Postby PWrong » Sat Oct 23, 2004 6:26 pm

mghtymoop wrote:i have doubts as to these studies you speak of, can u point to a journal that would suggest such a thing because apart from permi style writing i doubt one exists, no offence, i just don't like reading things which i know to be false for a number of reasons


I completely agree with you about reading things that are obviously false. I don't like hearing things about "vegetables have feelings too" and "there's no iron in plants", either.:roll:

I'm not sure what you mean by "permi style writing", but most of the sites I've come across do have references to scientific journals.
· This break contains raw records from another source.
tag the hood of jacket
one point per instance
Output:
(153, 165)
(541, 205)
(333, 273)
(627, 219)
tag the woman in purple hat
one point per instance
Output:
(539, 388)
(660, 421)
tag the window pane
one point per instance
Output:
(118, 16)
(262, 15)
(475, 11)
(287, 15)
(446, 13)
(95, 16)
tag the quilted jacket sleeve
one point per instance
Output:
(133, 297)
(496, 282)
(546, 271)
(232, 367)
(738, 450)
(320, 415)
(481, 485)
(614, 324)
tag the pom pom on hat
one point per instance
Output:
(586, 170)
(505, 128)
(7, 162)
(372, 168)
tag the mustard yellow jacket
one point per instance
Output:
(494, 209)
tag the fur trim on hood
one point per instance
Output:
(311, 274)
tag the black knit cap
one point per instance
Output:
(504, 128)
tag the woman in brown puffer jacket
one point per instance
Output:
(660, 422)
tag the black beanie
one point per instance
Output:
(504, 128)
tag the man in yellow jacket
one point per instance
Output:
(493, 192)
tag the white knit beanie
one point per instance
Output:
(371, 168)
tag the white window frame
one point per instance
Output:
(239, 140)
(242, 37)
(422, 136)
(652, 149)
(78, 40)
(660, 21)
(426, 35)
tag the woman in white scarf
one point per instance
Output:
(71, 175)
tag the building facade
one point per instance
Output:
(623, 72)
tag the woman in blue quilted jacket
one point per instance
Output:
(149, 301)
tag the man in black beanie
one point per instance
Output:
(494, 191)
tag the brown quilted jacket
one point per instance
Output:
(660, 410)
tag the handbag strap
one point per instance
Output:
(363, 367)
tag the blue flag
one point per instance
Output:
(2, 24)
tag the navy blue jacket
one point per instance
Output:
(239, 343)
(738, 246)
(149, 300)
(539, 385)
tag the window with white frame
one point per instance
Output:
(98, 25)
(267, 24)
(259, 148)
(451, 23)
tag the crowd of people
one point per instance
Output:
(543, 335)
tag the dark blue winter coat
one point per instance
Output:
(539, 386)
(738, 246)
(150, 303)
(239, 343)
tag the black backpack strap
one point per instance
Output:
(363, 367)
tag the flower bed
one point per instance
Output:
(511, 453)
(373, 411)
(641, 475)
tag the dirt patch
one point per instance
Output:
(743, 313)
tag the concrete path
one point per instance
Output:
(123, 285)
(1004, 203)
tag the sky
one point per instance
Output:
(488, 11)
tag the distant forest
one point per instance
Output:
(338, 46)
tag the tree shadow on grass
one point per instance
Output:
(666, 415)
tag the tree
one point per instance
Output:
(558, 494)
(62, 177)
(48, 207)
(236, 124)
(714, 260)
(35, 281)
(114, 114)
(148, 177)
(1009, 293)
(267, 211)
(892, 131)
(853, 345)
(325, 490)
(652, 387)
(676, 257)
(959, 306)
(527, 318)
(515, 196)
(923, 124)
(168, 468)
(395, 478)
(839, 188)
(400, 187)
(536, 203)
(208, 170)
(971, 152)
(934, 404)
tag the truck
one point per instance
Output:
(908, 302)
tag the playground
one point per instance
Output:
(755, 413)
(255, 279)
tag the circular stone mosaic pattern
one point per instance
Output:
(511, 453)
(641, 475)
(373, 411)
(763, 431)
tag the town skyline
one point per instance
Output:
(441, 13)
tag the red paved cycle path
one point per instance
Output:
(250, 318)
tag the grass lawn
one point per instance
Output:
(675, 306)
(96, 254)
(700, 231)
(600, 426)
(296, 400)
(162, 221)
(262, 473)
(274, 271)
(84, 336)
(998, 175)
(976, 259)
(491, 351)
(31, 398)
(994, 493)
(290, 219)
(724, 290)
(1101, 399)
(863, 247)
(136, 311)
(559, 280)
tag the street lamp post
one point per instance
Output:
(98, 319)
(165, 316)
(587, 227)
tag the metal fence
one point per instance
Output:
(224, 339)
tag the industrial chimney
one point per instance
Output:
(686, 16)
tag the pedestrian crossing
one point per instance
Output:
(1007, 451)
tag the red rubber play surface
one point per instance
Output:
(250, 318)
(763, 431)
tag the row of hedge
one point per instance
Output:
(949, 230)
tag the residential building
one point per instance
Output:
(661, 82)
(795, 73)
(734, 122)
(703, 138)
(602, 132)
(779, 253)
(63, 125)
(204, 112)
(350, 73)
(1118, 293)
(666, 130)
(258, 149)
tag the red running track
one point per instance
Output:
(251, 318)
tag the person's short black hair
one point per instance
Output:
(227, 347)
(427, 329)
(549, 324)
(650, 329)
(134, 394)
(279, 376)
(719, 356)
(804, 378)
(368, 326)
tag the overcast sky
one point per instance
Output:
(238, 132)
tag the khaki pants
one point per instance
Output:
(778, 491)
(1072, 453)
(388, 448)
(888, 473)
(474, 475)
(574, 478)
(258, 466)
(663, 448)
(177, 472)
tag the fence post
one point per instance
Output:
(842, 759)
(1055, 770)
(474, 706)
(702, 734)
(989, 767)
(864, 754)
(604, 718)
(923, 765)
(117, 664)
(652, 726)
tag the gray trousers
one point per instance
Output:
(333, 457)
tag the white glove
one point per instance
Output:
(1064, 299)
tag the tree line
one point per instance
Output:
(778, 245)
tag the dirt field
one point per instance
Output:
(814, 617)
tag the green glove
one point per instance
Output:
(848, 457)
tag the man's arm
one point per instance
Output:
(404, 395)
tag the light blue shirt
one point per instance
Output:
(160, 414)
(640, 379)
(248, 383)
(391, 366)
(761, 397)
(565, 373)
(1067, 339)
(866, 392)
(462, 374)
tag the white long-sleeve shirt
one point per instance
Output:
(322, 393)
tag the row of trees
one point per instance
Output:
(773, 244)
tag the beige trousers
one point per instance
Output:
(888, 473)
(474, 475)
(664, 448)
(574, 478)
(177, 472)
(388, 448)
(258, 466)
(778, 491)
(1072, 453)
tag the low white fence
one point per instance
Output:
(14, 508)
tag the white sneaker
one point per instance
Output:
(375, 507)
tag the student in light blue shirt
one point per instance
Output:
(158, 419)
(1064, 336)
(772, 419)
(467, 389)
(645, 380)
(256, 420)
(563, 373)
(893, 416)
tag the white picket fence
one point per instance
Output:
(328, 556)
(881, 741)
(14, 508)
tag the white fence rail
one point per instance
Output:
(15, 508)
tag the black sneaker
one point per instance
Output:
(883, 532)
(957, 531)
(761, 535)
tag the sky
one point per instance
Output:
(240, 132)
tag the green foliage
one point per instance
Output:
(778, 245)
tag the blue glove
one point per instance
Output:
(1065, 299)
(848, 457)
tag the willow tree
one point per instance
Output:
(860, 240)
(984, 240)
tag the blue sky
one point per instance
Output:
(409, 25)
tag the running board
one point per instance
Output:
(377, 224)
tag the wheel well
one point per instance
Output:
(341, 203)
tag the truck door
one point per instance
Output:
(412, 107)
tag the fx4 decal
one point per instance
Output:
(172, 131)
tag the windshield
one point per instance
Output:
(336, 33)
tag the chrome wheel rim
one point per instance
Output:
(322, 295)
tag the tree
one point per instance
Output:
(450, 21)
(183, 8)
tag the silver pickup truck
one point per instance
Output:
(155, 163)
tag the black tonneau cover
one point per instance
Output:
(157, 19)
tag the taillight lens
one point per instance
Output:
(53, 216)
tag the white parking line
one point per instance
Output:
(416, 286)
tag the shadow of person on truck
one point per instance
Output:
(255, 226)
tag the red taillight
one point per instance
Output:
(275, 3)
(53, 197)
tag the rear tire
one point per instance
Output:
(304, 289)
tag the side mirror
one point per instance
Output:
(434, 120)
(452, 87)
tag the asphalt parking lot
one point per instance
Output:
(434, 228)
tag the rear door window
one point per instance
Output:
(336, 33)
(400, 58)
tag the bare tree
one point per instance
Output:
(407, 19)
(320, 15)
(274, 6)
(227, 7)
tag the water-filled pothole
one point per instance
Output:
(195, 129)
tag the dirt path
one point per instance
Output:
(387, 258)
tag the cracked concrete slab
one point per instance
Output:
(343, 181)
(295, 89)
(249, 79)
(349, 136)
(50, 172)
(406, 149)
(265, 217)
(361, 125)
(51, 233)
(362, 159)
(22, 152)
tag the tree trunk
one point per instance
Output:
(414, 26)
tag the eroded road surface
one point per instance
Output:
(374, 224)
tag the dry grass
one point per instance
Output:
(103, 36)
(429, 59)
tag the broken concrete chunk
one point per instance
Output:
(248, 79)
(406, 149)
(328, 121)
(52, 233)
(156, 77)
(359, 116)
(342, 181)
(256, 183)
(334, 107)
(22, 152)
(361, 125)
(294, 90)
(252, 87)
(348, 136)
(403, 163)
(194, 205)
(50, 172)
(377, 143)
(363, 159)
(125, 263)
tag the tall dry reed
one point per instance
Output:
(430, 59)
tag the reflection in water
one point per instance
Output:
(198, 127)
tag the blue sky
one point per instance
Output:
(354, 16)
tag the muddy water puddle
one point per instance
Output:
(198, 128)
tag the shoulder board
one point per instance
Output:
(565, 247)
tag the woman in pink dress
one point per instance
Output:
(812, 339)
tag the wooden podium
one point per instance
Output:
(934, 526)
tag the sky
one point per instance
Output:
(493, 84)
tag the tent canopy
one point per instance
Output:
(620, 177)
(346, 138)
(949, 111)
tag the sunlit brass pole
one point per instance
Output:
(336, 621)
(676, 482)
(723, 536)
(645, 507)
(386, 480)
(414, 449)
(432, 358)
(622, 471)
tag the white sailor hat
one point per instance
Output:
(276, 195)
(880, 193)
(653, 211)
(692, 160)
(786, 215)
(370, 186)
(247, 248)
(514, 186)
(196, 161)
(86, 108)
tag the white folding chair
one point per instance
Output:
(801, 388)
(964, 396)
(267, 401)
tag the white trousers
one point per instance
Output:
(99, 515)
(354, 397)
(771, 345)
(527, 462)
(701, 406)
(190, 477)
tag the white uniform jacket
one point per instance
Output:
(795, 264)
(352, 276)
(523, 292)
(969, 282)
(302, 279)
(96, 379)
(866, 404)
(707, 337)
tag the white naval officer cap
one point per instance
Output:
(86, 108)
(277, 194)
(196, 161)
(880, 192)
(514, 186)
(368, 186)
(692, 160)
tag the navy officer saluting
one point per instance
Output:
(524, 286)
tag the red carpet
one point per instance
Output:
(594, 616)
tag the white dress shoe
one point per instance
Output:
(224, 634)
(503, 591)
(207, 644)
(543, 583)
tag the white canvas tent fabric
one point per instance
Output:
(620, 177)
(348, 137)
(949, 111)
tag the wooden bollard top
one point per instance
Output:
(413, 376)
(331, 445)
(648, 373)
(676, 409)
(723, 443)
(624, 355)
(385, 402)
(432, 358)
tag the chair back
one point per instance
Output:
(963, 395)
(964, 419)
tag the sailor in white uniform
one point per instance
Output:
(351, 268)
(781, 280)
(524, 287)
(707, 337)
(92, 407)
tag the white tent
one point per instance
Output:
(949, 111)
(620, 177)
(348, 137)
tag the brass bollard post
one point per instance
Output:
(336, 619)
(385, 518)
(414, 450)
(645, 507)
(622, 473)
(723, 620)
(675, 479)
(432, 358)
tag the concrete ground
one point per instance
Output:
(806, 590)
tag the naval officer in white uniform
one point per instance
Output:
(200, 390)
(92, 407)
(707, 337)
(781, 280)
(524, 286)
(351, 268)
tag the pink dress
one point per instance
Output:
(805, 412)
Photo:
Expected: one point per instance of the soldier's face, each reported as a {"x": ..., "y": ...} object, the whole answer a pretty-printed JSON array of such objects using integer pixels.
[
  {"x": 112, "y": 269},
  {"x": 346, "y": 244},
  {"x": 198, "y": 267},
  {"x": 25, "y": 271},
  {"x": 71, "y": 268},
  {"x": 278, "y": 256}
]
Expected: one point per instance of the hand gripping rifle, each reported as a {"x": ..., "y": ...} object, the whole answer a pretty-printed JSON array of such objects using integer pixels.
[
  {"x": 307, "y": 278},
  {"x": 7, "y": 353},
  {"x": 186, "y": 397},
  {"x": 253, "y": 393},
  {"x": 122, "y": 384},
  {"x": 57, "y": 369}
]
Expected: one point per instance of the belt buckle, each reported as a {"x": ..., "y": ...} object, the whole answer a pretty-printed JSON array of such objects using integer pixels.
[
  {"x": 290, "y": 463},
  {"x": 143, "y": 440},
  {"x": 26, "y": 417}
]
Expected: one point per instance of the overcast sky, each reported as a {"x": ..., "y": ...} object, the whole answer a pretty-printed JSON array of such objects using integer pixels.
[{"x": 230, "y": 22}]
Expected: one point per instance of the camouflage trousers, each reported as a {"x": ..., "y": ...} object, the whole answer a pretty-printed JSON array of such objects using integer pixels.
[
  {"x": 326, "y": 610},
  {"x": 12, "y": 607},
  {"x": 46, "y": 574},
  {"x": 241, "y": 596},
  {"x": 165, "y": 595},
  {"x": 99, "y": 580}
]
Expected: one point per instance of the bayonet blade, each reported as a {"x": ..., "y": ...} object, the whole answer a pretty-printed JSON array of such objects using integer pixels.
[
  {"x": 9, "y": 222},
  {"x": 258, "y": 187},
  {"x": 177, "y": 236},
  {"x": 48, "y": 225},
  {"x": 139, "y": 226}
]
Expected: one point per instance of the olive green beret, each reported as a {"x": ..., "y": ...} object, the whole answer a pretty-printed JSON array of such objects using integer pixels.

I don't know for certain if they're as valid as you might like, but they look ok.

Here's one website that I don't think is affiliated with any vegan organisations. They have heaps of information, and 256 references, mostly with links to journals.
http://www.eatright.org/Public/GovernmentAffairs/92_17084.cfm

mghtymoop wrote:by the way recently a couple of vegan parents were tried for manslaugter after bringing up there baby as a vegan and the childs subsequent death


:shock: that's awful. I'll have to find out more about that. Most importantly, how old was the baby? I wouldn't have thought a young baby would eat much meat anyway. I'm sure it's possible that the baby could die if the parents were extremely strict vegans. A lot of people go overboard with being 100% vegan, when really it's impossible.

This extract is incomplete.